Action by Marielee Markell, a minor, by George Markell, as next friend, and by George Markell, for himself and his wife, Kate Markell, against the Port City Lumber Company. Judgment for plaintiffs, and defendant appeals. Affirmed.

Fouts, Amerman, Patterson & Moore, of Houston, for appellant.

Levy, Levy, Barker & Kahn and Ansel M. Kahn, all of Houston, for appellees.

LANE, J.

This suit was brought by Marielee Markell, a minor, by her father, George Markell, as next friend, and by George Markell, for himself and for his wife, Kate Markell, against the Port City Lumber Company, to recover damages alleged to have been suffered by the plaintiffs as the result of the negligence of the defendant in causing a collision of one of its trucks and the automobile in which Marielee Markell and Kate Markell were riding. The defendant answered by a general demurrer, a general denial, and plea of contributory negligence on the part of the plaintiffs.

The cause was submitted to a jury upon special issues, preceded by proper definitions of the terms "negligence," "ordinary care," and "proximate cause." In answer to the special issues, the jury found substantially that at the time of the collision the defendant's truck was being negligently driven on the left and wrong side of the highway and the intersection of two highways, and that such negligence was the proximate cause of the collision and the resulting injuries to plaintiffs; that Kate Markell, the driver of the plaintiffs' car, was not guilty of negligence contributing to the collision; that, if paid in cash at the time of trial, $250 would fairly and reasonably compensate Kate and George Markell for the mental pain and physical injury suffered by Kate Markell in the past as a result of her injuries, and that, if paid in cash at the time of trial, $100 would fairly and reasonably compensate said parties for such sums as they had expended for reasonable and necessary household services caused by the injuries suffered by Kate Markell in the collision; that, if paid in cash at the time of trial, $400 would fairly and adequately compensate Marielee Markell for the mental pain and physical suffering suffered by her as a direct and proximate result of the collision in the past, and such as she will reasonably and likely suffer in the future; and that, if paid in cash at the time of trial, $1,000 would fairly and adequately compensate her for mental anguish caused by disfigurement that she may reasonably and likely undergo in the future, by reason of the collision.

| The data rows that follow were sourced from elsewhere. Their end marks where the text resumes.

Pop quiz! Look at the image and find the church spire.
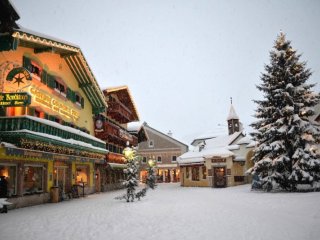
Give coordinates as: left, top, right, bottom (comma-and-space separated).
227, 98, 240, 135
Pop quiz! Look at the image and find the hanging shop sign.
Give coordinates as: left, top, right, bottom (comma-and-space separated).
30, 87, 80, 121
6, 147, 105, 163
0, 92, 31, 107
119, 129, 133, 142
6, 67, 32, 81
94, 115, 105, 132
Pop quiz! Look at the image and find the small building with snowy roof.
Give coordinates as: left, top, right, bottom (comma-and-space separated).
178, 104, 255, 187
137, 122, 188, 183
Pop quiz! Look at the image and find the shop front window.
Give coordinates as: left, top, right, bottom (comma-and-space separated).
76, 165, 89, 184
0, 165, 17, 198
202, 166, 207, 179
192, 167, 199, 181
23, 165, 43, 194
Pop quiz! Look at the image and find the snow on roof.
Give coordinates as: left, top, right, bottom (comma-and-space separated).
177, 157, 204, 165
16, 24, 80, 49
246, 141, 258, 148
2, 115, 105, 144
178, 132, 242, 164
233, 156, 246, 162
178, 147, 234, 164
206, 132, 242, 148
127, 122, 142, 132
0, 142, 17, 148
237, 135, 252, 145
227, 104, 239, 120
228, 144, 240, 151
2, 129, 109, 153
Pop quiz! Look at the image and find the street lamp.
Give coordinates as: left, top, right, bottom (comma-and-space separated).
123, 142, 134, 161
148, 158, 156, 168
147, 157, 156, 189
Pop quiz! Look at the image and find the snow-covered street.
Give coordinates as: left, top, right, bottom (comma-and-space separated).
0, 184, 320, 240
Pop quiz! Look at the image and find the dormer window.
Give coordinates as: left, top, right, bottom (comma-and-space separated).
54, 79, 67, 96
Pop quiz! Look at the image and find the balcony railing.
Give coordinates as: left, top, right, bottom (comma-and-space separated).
0, 116, 106, 149
107, 152, 125, 164
107, 102, 133, 123
96, 121, 138, 146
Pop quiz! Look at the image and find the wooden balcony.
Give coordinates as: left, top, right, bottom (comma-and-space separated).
107, 101, 133, 123
0, 116, 105, 148
107, 152, 126, 164
96, 121, 138, 147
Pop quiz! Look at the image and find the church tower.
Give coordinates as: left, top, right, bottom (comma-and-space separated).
227, 98, 240, 135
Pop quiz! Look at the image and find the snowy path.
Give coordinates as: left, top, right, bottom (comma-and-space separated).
0, 184, 320, 240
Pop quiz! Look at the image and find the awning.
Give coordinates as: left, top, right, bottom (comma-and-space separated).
233, 156, 246, 162
108, 163, 127, 169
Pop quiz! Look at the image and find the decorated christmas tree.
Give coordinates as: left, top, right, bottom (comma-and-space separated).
146, 159, 157, 189
249, 33, 320, 191
116, 144, 147, 202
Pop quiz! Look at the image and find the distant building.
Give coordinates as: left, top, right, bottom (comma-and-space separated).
178, 104, 254, 187
134, 123, 188, 182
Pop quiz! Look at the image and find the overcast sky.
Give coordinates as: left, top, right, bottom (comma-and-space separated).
11, 0, 320, 144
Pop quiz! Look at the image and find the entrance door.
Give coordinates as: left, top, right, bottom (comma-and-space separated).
54, 167, 67, 196
95, 169, 101, 192
213, 167, 227, 187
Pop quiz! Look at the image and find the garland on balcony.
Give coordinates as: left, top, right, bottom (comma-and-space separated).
20, 139, 105, 159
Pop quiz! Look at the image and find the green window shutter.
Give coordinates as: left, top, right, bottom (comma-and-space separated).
29, 107, 36, 116
22, 56, 32, 72
71, 91, 76, 103
81, 97, 84, 108
41, 70, 48, 85
47, 74, 56, 88
67, 87, 72, 100
0, 107, 6, 117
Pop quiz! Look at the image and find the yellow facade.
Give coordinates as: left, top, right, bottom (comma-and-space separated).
0, 47, 94, 135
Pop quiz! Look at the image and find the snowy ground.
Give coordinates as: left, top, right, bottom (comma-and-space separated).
0, 184, 320, 240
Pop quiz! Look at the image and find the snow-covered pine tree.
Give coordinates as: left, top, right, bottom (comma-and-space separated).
249, 33, 320, 191
146, 159, 157, 189
116, 143, 139, 202
116, 143, 147, 202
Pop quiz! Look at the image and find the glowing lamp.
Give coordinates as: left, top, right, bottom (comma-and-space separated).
123, 147, 134, 161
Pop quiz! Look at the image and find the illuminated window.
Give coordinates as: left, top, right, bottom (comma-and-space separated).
0, 164, 17, 198
23, 165, 44, 194
202, 166, 207, 179
54, 79, 67, 97
76, 165, 89, 184
192, 167, 200, 181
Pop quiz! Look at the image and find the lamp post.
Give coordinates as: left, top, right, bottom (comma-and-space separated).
123, 142, 138, 202
147, 157, 156, 189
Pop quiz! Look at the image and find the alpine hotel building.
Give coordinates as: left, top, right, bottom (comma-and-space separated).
0, 0, 108, 207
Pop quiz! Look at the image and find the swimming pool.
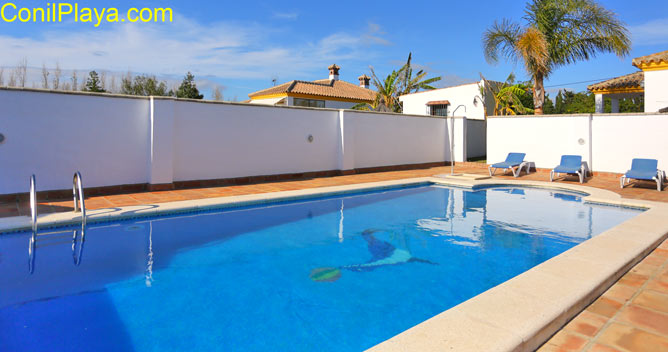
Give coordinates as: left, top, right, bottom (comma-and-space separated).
0, 185, 640, 351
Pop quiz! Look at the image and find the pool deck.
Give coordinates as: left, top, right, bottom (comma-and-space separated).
0, 163, 668, 351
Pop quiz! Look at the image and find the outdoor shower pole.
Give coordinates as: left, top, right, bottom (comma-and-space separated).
450, 104, 466, 175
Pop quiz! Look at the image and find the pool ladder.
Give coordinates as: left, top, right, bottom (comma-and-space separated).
28, 171, 87, 274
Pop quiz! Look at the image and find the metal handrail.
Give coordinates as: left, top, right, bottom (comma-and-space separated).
30, 175, 37, 232
28, 174, 37, 274
450, 104, 466, 175
72, 171, 86, 226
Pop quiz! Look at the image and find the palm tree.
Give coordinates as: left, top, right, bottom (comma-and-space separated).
480, 73, 534, 115
353, 66, 406, 112
398, 53, 441, 95
353, 53, 441, 113
482, 0, 631, 114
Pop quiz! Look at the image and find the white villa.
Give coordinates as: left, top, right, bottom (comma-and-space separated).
587, 50, 668, 113
248, 64, 376, 109
399, 80, 494, 120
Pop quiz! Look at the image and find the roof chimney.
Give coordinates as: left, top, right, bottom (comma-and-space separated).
357, 74, 371, 89
327, 64, 341, 81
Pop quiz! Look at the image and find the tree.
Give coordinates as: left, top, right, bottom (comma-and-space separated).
51, 61, 62, 89
10, 57, 28, 88
121, 72, 172, 96
482, 0, 631, 114
531, 93, 556, 114
213, 86, 223, 101
353, 53, 441, 112
72, 70, 79, 90
83, 71, 105, 93
176, 72, 204, 99
42, 64, 49, 89
399, 53, 441, 96
480, 73, 533, 115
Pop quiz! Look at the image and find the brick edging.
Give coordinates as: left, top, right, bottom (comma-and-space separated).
0, 161, 450, 203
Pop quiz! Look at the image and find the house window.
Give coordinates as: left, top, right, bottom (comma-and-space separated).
429, 104, 448, 116
293, 98, 325, 108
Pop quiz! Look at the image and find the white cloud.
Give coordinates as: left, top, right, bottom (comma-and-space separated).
629, 18, 668, 45
0, 13, 383, 79
273, 12, 299, 20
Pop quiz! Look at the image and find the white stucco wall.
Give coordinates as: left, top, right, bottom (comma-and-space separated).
487, 115, 596, 169
466, 119, 487, 158
0, 89, 150, 194
174, 102, 339, 181
645, 70, 668, 112
399, 82, 493, 120
344, 111, 450, 168
592, 114, 668, 173
487, 114, 668, 173
0, 88, 454, 194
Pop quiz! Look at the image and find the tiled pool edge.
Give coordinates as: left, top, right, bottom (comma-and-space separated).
0, 177, 668, 351
0, 177, 433, 236
370, 179, 668, 351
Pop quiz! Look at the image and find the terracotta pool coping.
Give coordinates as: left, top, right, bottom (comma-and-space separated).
0, 177, 668, 351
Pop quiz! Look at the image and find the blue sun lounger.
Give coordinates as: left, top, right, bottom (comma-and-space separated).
550, 155, 585, 183
619, 159, 665, 191
489, 153, 529, 177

Upon the findings of the jury, judgment was rendered in behalf of Marielee Markell against Port City Lumber Company for $1,400, and in behalf of George and Kate Markell against said company for $350. Port City Lumber Company has appealed.

By its first, second, and third propositions, appellant attacks the sufficiency of the pleadings and proof made by the plaintiffs to support a recovery by Marielee Markell for mental anguish which she would suffer in the future by reason of disfigurement. We think the attack is without merit. We have carefully read the pleadings relative to the injuries of Marielee Markell, which were alleged to have disfigured her arm and collar bone, and the evidence adduced to sustain the same, and in our opinion both were sufficient to sustain a recovery for mental anguish because of her disfigured members.

The special issue No. 27, as submitted by the court, was as follows:

"What sum of money, if paid now in cash, will fairly and adequately compensate the plaintiff, Marielee Markell, for injuries sustained by her on the occasion in question, as a direct and proximate result of said collision, taking into consideration the following elements only:

"(a) Mental pain and physical suffering, if any, suffered by said Marielee Markell in the past, and such as she will reasonably and likely suffer in the future, if any? Answer, stating the amount in dollars and cents.

"(b) Mental anguish, if any, caused by disfigurement, if any, that the said Marielee Markell may reasonably and likely undergo in the future, by reason of said collision, if you find the facts so to be. Answer, stating the amount in dollars and cents."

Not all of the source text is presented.